Given the pattern that the Covid-19 pandemic has been seen to follow around the world since the disease first became a matter of global public health emergency one year ago, it was to be expected that sooner or later we would face a similar scenario in our country.
After the shock caused by the rapid spread of the virus leading to the increasing numbers of people getting infected and of deaths being reported on a daily basis, came the punishment of the lockdowns that unsettled the global economy with major local impacts on the economy and social life of individual countries, in addition to the physical health burden that was soon compounded by mental health problems. Despite the guidelines issued by the World Health Organisation, it was practically chacun pour soi as far as each country’s response was concerned. Within-country restrictions, closing of frontiers, banning of international travel that left many citizens stranded outside their own countries, imposition of sanitary measures – each country implemented these to a different degree.

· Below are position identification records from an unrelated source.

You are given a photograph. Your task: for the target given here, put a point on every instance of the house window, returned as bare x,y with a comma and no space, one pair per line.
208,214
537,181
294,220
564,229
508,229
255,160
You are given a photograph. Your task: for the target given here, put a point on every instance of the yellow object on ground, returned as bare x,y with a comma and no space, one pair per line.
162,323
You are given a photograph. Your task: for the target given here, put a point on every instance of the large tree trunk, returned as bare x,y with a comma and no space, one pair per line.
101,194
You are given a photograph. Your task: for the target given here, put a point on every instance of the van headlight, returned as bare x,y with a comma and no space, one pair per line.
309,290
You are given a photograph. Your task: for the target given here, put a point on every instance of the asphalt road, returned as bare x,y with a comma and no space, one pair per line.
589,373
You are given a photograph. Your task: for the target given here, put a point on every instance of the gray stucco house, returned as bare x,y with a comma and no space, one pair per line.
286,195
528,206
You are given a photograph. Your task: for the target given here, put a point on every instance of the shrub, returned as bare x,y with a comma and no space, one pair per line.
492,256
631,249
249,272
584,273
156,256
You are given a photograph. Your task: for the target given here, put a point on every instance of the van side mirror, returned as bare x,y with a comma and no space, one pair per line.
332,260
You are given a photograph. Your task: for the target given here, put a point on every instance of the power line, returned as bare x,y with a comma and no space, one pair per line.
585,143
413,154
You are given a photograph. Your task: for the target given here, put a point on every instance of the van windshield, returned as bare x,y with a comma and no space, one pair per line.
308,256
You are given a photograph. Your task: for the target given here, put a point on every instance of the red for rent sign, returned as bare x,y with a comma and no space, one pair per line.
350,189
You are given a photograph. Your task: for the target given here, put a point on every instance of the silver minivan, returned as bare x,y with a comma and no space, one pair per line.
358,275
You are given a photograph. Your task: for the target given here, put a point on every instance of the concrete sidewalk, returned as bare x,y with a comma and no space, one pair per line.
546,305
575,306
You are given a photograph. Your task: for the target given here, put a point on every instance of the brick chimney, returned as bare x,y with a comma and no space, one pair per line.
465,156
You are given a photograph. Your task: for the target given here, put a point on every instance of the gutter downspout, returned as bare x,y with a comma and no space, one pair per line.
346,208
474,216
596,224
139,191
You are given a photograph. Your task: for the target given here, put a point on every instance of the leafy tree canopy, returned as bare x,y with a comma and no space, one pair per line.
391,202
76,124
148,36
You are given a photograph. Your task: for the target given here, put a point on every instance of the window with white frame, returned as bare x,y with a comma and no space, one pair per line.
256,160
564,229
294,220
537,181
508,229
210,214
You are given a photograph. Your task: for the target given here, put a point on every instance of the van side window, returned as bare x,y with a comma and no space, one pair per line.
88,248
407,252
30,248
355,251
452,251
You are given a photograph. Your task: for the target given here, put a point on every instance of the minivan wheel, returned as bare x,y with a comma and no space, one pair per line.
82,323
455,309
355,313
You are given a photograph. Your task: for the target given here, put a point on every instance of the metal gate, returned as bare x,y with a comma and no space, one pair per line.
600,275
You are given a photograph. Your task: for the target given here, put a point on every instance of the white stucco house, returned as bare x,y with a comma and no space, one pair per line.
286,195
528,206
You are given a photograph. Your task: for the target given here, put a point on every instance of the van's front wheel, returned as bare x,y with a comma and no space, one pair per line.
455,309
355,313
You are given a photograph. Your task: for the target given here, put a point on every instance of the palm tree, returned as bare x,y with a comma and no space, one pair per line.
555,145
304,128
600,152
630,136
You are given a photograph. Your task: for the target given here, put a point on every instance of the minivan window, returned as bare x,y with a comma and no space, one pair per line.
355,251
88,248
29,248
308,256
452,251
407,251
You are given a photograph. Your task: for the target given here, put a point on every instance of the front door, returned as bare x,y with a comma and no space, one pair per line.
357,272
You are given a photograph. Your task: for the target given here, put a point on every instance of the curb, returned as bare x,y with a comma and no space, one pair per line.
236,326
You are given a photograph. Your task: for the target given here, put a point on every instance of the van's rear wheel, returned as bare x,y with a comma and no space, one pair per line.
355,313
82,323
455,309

With developments in treatments and more or less widespread compliance with the WHO guidelines and sanitary measures, except in the US, numbers started to show a plateau then a decline in a number of countries. This led to a relaxation of the restrictions and lifting of lockdowns, but at the same time people also began to become restive and compliance with sanitary measures showed a decline all over.
Meanwhile the virus was settling down in countries and developing tricks to survive: the variants that are now known to be responsible for the second waves that have been observed elsewhere. Since the world is global village, and the virus needs no passport or human’s means of transport, it has continued to go round. It is no surprise therefore that we should have got what appears to be now a local case, that has gone on to create a cluster of about 10 infected cases to which at the latest two children have been added. Although the response of the authorities has been according to the protocol of contact tracing, testing, isolation, the work is not yet over – in fact, we are in for a long haul, and we have to be even more vigilant as we are on course to follow the global pattern – of a possible surge – if we are not careful.
This is where the responsibility of citizens is paramount, because the authorities on their own cannot control the spread of the virus. We must salute therefore the exemplary patriotic calls made by Cardinal Piat and the Hindu Associations for their faithfuls to abide by the advice of authorities to cancel all the activities in connection with Mahashivratri involving crowds that had already begun. These were the 40-hours prayers associated with the Catholic fasting period that leads to Easter, the pilgrimage to Ganga Talao, and the preparations for Cavadee and walk-on-fire ceremony.
The response of those concerned has been positive, as shown by the emptiness at Ganga Talao and the churches, save for devotees who were already on the way. The rest, those who hadn’t yet started from home and who have been advised not to undertake the journey to church or to Ganga Talao have listened and complied.
We have not been informed whether we have a variant in the country, and although there has been a severe restriction on air travels, still they are happening. That is why we are not, and cannot entirely be safe from the entry of the virus. Following the global pattern, the virus has struck back.
What we must do is to stop it from being transmitted in the population, with the risk of a second surge taking place. We have no doubt been luckier than most and Covid-safe for a good while. But we no longer are – that is what this rather sudden development of a new cluster is indicating. More than ever, therefore, we need to be very rigorous as regards the sanitary measures if we do not want this cluster to expand into a surge.
Like the devotees and faithfuls, let us therefore assume our patriotism by strict observance of rules and guidelines to protect ourselves and our fellow citizens.